Signs of Life
We have heard of your wondrous power...the ways in which you make newness...the ways in which you defeat death...the ways in which you give life.
-Walter Brueggemann Awed to Heaven, Rooted in Earth
I experienced something new and good last weekend. I have lived with a broken, estranged relationship with my sister Darlene for more than 20 years. I feel sad and embarrassed acknowleding those years. But I also realize how very easy it to accept, even justify, the distance we grow comfortable with in relationships. And a month becomes a year...becomes 20 years.
After spending the weekend with Darlene I see the wreckage and wasted years that result from a broken family system. Patterns of relating to one another were developed that deeply affected all our lives. Lies were embedded and believed that have lingered for years. As we talked through the last 20 years I was struck that my memories of the past were sometimes very different than Darlene's. My perspective had been filtered through my memories of the past. For the first time I listened to the story through Darlene's eyes. For almost 20 years I believed Darlene was angry at me...didn't desire a relationship with me. I now see that wasn't the case at all. But on a certain level it was easier living with the distance - didn't require anything from me. There was nothing I could do.

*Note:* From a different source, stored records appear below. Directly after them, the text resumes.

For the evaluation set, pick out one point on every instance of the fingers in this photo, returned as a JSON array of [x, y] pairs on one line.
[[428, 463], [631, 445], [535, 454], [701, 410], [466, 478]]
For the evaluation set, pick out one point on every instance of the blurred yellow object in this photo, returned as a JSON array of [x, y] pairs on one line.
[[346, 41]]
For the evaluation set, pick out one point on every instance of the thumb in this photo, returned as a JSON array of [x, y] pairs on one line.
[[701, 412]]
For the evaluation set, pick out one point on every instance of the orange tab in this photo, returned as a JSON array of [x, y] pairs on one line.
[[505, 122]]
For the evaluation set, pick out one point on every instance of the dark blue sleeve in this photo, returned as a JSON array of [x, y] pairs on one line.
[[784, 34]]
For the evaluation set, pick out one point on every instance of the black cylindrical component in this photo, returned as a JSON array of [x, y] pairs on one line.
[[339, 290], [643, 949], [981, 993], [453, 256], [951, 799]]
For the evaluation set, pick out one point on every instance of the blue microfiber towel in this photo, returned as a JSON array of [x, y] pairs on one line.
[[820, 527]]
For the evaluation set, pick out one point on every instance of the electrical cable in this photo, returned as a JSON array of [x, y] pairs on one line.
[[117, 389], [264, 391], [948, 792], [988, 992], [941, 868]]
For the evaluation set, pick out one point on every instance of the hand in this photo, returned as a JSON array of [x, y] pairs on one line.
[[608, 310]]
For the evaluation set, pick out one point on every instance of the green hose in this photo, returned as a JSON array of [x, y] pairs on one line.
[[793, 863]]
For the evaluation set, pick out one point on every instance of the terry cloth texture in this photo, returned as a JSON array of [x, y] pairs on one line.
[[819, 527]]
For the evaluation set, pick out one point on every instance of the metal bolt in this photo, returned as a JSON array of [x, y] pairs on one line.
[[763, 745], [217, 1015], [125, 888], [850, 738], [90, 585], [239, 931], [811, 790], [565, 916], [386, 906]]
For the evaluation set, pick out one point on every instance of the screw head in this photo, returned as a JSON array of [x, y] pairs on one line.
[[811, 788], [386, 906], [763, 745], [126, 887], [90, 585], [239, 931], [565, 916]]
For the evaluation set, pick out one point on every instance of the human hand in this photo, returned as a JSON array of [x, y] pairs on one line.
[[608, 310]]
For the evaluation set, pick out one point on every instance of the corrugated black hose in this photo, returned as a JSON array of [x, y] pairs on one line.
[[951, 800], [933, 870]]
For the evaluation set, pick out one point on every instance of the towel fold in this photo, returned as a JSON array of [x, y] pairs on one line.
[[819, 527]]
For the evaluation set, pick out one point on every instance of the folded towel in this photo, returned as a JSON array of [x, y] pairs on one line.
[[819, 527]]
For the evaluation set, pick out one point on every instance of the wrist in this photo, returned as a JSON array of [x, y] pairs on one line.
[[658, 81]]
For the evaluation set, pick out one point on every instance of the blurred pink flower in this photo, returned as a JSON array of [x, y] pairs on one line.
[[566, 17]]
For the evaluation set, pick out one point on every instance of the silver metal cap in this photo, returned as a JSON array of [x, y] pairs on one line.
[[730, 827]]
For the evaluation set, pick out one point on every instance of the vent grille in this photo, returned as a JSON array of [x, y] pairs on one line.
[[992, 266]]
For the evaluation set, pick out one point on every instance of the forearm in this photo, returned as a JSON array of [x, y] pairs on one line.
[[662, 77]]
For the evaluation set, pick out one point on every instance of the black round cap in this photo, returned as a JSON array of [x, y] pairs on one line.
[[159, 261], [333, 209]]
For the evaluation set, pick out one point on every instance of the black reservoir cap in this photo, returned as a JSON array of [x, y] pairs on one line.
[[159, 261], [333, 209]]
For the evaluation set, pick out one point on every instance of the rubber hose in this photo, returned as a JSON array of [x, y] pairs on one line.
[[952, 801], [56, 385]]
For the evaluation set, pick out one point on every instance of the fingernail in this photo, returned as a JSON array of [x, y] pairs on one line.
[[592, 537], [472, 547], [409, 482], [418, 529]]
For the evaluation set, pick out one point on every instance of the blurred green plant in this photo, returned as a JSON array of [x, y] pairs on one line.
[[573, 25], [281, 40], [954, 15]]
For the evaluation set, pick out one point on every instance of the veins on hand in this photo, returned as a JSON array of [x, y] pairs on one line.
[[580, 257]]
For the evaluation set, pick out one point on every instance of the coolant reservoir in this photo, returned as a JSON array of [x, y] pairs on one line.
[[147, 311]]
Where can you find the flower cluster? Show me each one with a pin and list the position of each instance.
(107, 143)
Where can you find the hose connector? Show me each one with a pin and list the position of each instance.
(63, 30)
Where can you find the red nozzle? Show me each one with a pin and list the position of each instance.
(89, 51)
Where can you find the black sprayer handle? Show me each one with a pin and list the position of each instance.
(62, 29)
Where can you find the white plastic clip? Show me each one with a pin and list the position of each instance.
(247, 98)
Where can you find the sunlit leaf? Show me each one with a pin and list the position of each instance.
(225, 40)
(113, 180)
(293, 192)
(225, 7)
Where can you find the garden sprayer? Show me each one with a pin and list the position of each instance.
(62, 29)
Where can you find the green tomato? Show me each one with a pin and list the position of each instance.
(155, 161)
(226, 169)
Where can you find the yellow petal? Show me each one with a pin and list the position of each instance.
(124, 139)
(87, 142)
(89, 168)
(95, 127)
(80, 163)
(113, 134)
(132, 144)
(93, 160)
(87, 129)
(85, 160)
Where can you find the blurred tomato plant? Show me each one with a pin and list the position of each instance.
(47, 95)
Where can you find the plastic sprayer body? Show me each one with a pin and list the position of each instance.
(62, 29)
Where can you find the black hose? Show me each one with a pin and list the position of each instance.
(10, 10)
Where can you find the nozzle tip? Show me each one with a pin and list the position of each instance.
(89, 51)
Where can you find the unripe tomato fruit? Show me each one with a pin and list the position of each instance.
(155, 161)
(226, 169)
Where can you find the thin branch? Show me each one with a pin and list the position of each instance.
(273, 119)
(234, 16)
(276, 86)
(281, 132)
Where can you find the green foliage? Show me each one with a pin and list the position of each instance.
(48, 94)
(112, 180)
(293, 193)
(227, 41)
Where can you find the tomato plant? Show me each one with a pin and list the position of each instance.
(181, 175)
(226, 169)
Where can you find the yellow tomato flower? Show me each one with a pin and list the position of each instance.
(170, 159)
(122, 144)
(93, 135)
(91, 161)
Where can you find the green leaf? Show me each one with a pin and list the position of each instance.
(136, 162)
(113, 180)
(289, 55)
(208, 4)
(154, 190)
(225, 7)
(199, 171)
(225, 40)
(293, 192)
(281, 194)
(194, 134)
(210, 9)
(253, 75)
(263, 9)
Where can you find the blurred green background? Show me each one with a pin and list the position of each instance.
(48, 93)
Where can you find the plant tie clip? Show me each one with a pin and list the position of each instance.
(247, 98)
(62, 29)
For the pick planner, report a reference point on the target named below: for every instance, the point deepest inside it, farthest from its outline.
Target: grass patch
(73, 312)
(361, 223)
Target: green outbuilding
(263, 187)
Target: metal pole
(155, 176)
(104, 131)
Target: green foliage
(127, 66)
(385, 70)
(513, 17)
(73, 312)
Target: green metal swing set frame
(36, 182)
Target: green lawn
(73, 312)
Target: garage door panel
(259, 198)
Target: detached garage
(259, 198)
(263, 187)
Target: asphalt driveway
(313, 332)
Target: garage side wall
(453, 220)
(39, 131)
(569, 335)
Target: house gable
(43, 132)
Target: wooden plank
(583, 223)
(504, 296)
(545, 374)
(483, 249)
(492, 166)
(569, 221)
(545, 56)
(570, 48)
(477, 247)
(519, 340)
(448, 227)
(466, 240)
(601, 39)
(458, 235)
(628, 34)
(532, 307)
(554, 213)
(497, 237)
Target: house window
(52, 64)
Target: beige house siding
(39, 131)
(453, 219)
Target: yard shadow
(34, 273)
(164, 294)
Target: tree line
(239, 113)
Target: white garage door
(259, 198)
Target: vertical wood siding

Darlene has lived a difficult and painful life. I was glad and grateful to see her making sense of her story. At peace with herself. Living in community with friends who love her deeply. And I sensed throughout the weekend how healing it was - for Darlene and for me - that she felt accepted and loved by her older brother.
Something new and good happened last weekend. Signs of life. I don't know what the future holds but it was a good start. You too may have relationships in your life where distance has become pretty comfortable. The Gospel invites us to something very different. Something new. Something good. Life!